Christian recommends washing these yummy fritters down with a Big Ripple Belgian Tripel, from Eugene’s Falling Sky Brewing Co.
½ cup mayonnaise
2 tablespoons cornichons or dill pickles, minced
1 tablespoon capers, drained, rinsed, and minced
1 tablespoon fresh parsley, minced
1 tablespoon shallots, minced
1 teaspoon sherry vinegar
½ teaspoon paprika
Fine sea salt and freshly ground black pepper
2 to 3 Oregon white truffles (depending on size), grated and sliced
1 cup fine cornmeal or corn flour
½ cup all-purpose flour
1½ teaspoons Old Bay seasoning
1 teaspoon fine sea salt, plus more for additional seasoning
1 cup buttermilk
16 small Pacific oysters, shucked
Peanut or vegetable oil for frying
3 large Belgian endives, trimmed and separated into leaves
Stir together the mayonnaise, cornichons, capers, parsley, shallots, vinegar, and paprika in a small bowl, then season to taste with salt and black pepper. Stir in some grated truffle, a little at a time, to your taste. The sauce can be served immediately, but it is best after the truffle infuses for a few hours, or up to 3 days in the refrigerator.
Whisk together the cornmeal, flour, Old Bay, and 1 teaspoon salt in a shallow bowl. Pour the buttermilk into another shallow bowl. Dip the oysters one at a time in the buttermilk, and then dredge them in the cornmeal mixture, patting gently to help it adhere and coat evenly. Collect the breaded oysters on a wire rack as you work.

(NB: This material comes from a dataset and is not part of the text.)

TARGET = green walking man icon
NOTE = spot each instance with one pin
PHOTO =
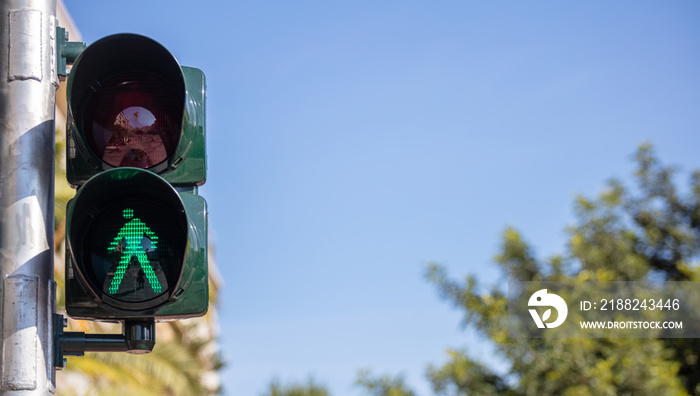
(132, 232)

Pour oil into a large skillet to a depth of ¾ inch and heat over medium-high heat. When the oil reaches 350°F, or when a crumb of breading sizzles enthusiastically, gently add some of the oysters, being careful not to overcrowd the pan. Fry, turning once, until golden and crisp on both sides, about 2 minutes per side. Transfer the fried oysters to paper towels to drain and sprinkle with salt while still warm. Repeat to fry the remaining oysters, adjusting the heat as needed to maintain the oil temperature and allowing it to return to 350°F between batches.
To assemble, arrange the 16 largest endive leaves on a serving platter (reserve the small inner leaves for another use). Spoon a dollop of the rémoulade into the wide, cuplike end of each leaf. Nestle a fried oyster on the sauce and finish with a thin slice of white truffle. Serve immediately.